Deshalb traten seit 1561 die Schiffsreeder mit in die Verwaltung ein, und seitdem wird die Stiftung gemeinsam von Kaufleuten und Schiffern unterhalten und verwaltet.

Dieses erste Haus wurde nach hundert Jahren baufällig, deshalb schritt man 1661 zu einem Neubau. Es entstand das zweite Haus, welches architektonisch eine Zierde der Stadt wurde.

1874 mußten, wegen der Anlage der Kaiserstraße, die Gebäude nach über zweihundert Jahren abgebrochen werden, und das dritte „Haus Seefahrt“ entstand an der Lüzowerstraße, wo die Stiftung schon 25 Jahre vorher eine Anzahl von Häusern im dortigen Seefahrtshof errichtet hatte. Das alte Portal nebst schmiedeeisernen Einfahrtstor nahm man dorthin selbstverständlich mit. Leider wurden die mühsam mit Spendengeldern errichten Häuser siebzig Jahre später im zweiten Weltkrieg völlig zerstört. Wie ein Wunder blieb das wertvolle Portal erhalten.

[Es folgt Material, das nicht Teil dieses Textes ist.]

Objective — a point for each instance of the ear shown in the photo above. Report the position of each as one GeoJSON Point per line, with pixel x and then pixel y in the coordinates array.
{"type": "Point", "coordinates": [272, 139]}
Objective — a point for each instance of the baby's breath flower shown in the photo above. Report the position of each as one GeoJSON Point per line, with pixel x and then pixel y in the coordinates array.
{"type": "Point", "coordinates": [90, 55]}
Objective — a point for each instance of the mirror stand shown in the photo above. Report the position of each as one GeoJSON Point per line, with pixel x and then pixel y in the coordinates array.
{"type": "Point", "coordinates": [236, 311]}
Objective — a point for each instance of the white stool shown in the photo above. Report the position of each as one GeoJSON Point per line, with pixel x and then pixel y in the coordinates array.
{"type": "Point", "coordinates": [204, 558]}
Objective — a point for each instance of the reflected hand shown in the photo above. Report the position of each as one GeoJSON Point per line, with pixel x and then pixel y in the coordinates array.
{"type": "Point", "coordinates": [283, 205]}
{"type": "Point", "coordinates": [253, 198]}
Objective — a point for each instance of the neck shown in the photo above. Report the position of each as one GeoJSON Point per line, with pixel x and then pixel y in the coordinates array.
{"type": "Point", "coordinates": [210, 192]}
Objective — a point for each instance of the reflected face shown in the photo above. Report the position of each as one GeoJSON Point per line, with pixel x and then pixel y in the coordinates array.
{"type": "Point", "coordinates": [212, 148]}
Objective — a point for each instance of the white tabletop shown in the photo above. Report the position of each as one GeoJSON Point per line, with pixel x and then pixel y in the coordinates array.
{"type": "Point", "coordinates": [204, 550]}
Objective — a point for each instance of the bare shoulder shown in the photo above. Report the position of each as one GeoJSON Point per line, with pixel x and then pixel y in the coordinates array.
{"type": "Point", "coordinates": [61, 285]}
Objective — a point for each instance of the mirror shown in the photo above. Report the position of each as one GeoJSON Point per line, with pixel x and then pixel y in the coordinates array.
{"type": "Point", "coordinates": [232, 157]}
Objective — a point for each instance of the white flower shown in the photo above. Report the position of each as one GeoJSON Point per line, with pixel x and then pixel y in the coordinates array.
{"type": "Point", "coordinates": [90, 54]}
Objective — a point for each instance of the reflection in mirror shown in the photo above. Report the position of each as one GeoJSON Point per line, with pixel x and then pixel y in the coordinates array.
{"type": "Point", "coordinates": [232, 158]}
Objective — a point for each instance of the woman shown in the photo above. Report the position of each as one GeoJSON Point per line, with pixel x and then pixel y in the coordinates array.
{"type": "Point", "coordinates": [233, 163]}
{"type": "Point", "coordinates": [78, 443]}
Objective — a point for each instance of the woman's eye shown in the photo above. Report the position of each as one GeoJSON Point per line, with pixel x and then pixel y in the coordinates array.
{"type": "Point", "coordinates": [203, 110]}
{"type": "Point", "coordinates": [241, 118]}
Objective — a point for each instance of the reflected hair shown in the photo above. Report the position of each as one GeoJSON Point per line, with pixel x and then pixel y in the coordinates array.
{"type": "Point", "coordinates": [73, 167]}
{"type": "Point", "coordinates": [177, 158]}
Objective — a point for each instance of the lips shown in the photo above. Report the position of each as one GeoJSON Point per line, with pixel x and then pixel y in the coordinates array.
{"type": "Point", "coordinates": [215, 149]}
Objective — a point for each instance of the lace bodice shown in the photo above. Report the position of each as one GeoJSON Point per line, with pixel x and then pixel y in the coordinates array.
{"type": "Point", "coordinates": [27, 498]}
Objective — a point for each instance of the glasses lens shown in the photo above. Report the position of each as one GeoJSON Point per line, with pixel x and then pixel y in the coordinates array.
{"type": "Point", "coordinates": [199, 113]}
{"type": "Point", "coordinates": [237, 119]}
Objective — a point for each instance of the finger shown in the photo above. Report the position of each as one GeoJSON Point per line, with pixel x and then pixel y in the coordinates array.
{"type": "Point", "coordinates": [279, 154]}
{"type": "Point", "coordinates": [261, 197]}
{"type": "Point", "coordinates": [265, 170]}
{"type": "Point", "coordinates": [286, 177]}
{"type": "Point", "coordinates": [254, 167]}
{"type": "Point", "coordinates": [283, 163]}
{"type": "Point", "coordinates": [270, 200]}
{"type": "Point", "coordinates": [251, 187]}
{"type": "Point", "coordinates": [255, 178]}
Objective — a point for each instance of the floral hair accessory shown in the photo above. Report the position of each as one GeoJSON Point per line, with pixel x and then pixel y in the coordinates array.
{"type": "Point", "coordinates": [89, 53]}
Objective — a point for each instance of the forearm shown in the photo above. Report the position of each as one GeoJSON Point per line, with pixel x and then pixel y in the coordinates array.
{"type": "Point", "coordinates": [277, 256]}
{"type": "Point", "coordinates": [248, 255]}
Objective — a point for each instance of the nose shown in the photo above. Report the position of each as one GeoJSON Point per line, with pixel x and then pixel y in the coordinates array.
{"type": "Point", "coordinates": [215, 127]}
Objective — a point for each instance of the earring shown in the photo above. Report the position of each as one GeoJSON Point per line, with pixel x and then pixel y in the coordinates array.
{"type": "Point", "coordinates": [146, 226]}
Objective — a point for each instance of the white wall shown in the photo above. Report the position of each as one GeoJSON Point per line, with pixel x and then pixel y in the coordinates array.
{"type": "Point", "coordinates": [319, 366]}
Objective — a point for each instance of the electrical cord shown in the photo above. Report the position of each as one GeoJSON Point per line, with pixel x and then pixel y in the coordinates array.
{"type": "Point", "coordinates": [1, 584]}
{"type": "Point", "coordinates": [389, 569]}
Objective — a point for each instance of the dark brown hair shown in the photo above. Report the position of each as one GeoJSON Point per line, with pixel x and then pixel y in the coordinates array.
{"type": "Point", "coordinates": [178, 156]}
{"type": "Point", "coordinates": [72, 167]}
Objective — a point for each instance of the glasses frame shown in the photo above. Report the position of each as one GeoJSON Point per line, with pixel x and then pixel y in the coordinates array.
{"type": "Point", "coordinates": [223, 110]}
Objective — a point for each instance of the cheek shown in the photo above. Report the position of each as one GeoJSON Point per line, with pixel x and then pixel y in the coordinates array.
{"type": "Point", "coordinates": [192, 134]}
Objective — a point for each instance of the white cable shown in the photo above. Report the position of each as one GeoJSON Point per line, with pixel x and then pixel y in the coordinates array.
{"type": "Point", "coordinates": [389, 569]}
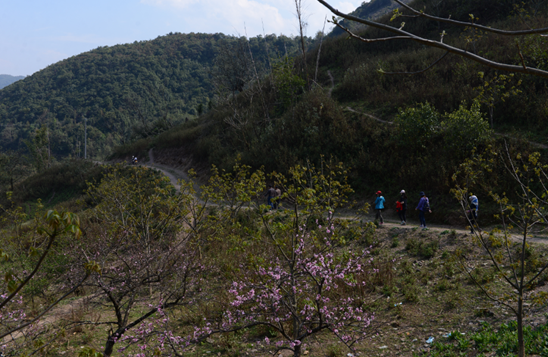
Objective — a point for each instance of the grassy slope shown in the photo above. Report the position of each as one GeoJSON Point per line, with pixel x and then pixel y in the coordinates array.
{"type": "Point", "coordinates": [317, 125]}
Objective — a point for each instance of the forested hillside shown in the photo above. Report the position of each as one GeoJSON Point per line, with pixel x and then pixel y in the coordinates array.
{"type": "Point", "coordinates": [125, 91]}
{"type": "Point", "coordinates": [6, 80]}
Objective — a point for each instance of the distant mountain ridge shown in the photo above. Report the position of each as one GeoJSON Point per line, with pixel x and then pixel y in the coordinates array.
{"type": "Point", "coordinates": [6, 80]}
{"type": "Point", "coordinates": [163, 81]}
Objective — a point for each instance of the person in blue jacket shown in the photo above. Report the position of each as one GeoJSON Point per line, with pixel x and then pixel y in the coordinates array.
{"type": "Point", "coordinates": [379, 206]}
{"type": "Point", "coordinates": [473, 212]}
{"type": "Point", "coordinates": [423, 206]}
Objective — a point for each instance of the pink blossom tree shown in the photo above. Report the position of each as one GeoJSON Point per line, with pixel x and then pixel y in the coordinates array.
{"type": "Point", "coordinates": [294, 277]}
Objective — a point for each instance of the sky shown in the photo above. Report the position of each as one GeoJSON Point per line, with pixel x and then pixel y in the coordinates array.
{"type": "Point", "coordinates": [37, 33]}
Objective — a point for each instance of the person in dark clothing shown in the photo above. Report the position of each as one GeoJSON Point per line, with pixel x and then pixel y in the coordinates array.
{"type": "Point", "coordinates": [401, 207]}
{"type": "Point", "coordinates": [277, 197]}
{"type": "Point", "coordinates": [422, 207]}
{"type": "Point", "coordinates": [270, 194]}
{"type": "Point", "coordinates": [473, 212]}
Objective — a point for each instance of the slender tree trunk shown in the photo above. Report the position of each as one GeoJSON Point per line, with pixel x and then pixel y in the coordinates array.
{"type": "Point", "coordinates": [109, 346]}
{"type": "Point", "coordinates": [521, 345]}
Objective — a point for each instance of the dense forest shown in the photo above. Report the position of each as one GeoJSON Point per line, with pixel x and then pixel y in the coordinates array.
{"type": "Point", "coordinates": [278, 252]}
{"type": "Point", "coordinates": [6, 80]}
{"type": "Point", "coordinates": [395, 130]}
{"type": "Point", "coordinates": [124, 91]}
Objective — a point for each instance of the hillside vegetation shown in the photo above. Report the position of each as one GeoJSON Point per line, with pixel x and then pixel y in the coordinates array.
{"type": "Point", "coordinates": [436, 118]}
{"type": "Point", "coordinates": [6, 80]}
{"type": "Point", "coordinates": [125, 91]}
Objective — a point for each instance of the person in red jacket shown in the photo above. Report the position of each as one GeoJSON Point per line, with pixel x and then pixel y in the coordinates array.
{"type": "Point", "coordinates": [401, 207]}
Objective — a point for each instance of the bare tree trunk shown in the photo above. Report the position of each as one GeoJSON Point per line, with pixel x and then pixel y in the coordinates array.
{"type": "Point", "coordinates": [297, 351]}
{"type": "Point", "coordinates": [320, 50]}
{"type": "Point", "coordinates": [521, 345]}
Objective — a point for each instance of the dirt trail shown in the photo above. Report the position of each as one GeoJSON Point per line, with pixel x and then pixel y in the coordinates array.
{"type": "Point", "coordinates": [459, 230]}
{"type": "Point", "coordinates": [173, 174]}
{"type": "Point", "coordinates": [332, 79]}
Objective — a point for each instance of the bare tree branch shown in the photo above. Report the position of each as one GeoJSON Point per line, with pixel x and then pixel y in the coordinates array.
{"type": "Point", "coordinates": [443, 46]}
{"type": "Point", "coordinates": [473, 25]}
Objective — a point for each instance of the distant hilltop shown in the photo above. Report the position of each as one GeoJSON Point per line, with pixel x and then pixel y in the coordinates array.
{"type": "Point", "coordinates": [6, 80]}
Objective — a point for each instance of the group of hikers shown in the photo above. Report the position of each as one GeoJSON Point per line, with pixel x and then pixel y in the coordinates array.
{"type": "Point", "coordinates": [423, 207]}
{"type": "Point", "coordinates": [273, 196]}
{"type": "Point", "coordinates": [274, 193]}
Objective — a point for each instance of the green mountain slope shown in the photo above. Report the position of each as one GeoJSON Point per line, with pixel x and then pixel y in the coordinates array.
{"type": "Point", "coordinates": [118, 88]}
{"type": "Point", "coordinates": [283, 123]}
{"type": "Point", "coordinates": [6, 80]}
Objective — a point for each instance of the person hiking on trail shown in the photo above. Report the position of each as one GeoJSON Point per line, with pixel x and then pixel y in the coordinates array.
{"type": "Point", "coordinates": [269, 195]}
{"type": "Point", "coordinates": [423, 206]}
{"type": "Point", "coordinates": [401, 207]}
{"type": "Point", "coordinates": [278, 197]}
{"type": "Point", "coordinates": [472, 213]}
{"type": "Point", "coordinates": [379, 206]}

Im Jahre 1950 wurde mit dem Bremer Staat vereinbart, daß das Grundstück an der Lützowerstraße dem Bremer Staat überlassen wird gegen ein Grundstück auf dem „Översberg“ in Grohn, hoch über dem Ufer der Lesum, kurz vor ihrer Einmündung in die Weser bei Vegesack, und dort steht das vierte „Haus Seefahrt“ noch heute.

„Aus Freigiebigkeit von Kaufleuten und Schiffern“ steht als Inschrift an jenem Portal, hinter dem der großzügig angelegte Seefahrtshof mit Pavillon heute liegt. Acht Häuser mit Zwei- und Dreizimmerwohnungen formen dieses beschauliche Ensemble, umgeben von einem wunderschönen Baumbestand.

Hier wohnen alte Seefahrer und deren Frauen oder Witwen, wie es schon seit Jahrhunderten -an den eben beschriebenen Orten- üblich war. Ein Altersheim ist der Seefahrtshof gewiß nicht, eher eine heimelige Wohnanlage. Die Verbundenheit zur Seefahrt ist nicht nur durch die Nähe zum Wasser offenbar: Alle acht Häuser tragen den Namen Bremischer Reedereien, mit deren „Patengeldern“ sie unter anderem gebaut wurden. Ihre Türen schmücken deren Wappen.

Daß die Wohnungen erhalten bleiben können und daß in Not geratene Fahrensleute unterstützt werden, diese Aufgabe hat sich über die Zeit hinweg bewahrt.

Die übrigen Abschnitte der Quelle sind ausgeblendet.